Sentidos do Amor (Perfect Sense). Um filme lindo,
emocionante, reflexivo, de dar embrulho no estômago em muitas passagens. É a
história de uma relação amorosa nascendo entre uma mulher epidemiologista e um
homem chef de cozinha. Muito boa a escolha das profissões. Porque está
ocorrendo uma pandemia no mundo onde as pessoas estão perdendo gradativa e
quase que simultaneamente cada um dos sentidos do corpo. Olfato, depois o
paladar. Mais a frente a audição e por fim a visão. A mulher diante de uma doença mundial sem explicação. O homem sofrendo com as mudanças em seu restaurante e a impossibilidade das pessoas desfrutarem sua arte.
Interessante que cada perda
do sentido é precedida por uma vivência muito intensa de um tipo de sentimento.
A primeira delas é a experiência de um luto. As pessoas começam a chorar, por
alguma perda significativa. Tempos depois não conseguem sentir mais nenhum
cheiro. O mesmo vai ocorrendo com os demais. Uma fome alucinante vem antes da
perda do paladar, a explosão de raiva antecede a surdez e, interessante aqui,
uma sensação maravilhosa de felicidade e compaixão é o sentimento que acomete a
todos aqueles que irão perder a visão.
A histeria coletiva, os anúncios de fim do
mundo, a busca por culpados, terroristas, etc. são o pano de fundo social para as
tramas de um relacionamento amoroso que começa no abraço consolador da
experiência do luto e se encerra no abraço também compassivo ao ficarem cegos.

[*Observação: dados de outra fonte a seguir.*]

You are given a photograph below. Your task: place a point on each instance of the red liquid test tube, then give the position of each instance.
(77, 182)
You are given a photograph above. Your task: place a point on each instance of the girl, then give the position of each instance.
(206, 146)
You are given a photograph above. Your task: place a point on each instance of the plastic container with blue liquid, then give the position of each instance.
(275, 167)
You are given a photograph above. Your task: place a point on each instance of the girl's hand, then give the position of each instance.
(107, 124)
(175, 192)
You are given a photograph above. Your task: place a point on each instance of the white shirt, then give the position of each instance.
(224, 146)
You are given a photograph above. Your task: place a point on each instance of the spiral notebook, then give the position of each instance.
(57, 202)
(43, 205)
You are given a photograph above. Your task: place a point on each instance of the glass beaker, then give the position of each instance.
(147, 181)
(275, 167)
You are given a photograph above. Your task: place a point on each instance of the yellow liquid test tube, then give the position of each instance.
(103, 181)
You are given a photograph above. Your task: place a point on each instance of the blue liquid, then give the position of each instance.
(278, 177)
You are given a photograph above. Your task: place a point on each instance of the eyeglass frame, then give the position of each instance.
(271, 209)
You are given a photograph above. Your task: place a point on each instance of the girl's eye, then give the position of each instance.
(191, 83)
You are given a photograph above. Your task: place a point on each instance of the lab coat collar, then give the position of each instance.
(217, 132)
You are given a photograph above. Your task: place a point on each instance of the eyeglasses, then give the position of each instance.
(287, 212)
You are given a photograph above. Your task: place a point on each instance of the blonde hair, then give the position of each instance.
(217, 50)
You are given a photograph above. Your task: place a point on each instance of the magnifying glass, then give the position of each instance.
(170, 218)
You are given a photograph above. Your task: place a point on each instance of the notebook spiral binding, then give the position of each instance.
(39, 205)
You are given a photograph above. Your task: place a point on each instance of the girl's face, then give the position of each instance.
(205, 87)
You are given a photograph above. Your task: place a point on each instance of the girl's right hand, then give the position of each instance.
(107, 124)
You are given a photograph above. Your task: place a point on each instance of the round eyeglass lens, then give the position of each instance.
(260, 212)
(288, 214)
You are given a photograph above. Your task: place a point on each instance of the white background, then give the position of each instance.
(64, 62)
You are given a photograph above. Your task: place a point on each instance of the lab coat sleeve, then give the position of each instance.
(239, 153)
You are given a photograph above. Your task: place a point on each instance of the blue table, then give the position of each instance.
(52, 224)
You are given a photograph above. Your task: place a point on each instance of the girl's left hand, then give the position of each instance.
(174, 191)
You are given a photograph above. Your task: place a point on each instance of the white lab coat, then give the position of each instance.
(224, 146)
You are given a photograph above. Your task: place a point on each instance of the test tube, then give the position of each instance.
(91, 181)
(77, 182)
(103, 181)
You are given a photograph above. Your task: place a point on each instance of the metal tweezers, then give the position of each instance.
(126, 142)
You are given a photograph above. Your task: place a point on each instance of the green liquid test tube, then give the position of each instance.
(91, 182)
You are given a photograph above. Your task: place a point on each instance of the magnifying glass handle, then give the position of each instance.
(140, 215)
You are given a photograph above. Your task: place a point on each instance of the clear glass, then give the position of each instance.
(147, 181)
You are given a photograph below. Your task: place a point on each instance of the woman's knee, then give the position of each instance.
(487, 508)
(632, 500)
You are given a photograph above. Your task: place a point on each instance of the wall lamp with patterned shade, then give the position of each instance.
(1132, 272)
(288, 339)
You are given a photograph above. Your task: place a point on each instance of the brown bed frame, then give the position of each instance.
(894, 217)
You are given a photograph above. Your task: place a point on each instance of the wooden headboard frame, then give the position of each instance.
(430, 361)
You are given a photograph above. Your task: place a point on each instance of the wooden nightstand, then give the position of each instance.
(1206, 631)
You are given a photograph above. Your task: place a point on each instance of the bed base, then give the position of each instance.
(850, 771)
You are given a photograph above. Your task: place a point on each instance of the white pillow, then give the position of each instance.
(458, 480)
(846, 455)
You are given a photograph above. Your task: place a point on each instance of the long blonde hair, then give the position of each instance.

As idas e vindas do casal, a forma como lidam com seus sentimentos, tudo isso vão
nos trazendo à reflexão sobre a vida.
Filosoficamente, o filme toca na raiz da nossa
experiência com o que é real. Percebemos o mundo pelos sentidos. É interessante
notar, por exemplo, o nexo entre memória e sentidos. O olfato nos remete a memórias
antigas. A perda do olfato vai apagando também nosso passado. Afinal, quem
somos? quem somos sobre essa terra? somos mesmo quem pensamos ser? quando
ferimos ou carregamos mágoas, quem nos magoou? uma pessoa ou uma onda de sentimento que ultrapassa os sujeitos individuais? somos realmente os mesmos? nossos
relacionamentos são reais? Enfim, um
filme que nos faz pensar muitas coisas.
Pessoalmente gostei da relação entre
sentimentos e sensações, experiências da mente e experiências do corpo. Sinto
que o filme toca no enigma do que os cientistas começam a buscar compreender, e
que tem a ver com as descobertas que os místicos vem fazendo à milênios sobre o
a relação mente-matéria e a existência do que somos. Certamente Buda tem algo a
dizer sobre a impermanência, a partir das suas experiências, dentro da moldura
de seu próprio corpo, no seu caminho de iluminação. Sensações, sentimentos, ideias, tudo possui a natureza de surgir e desaparecer. E o filme, apesar de
trágico em suas conclusões, deixa a sensação final de que ao fim de todos os
sentidos (corporais) resta um sentido (significado) na vida: o amor.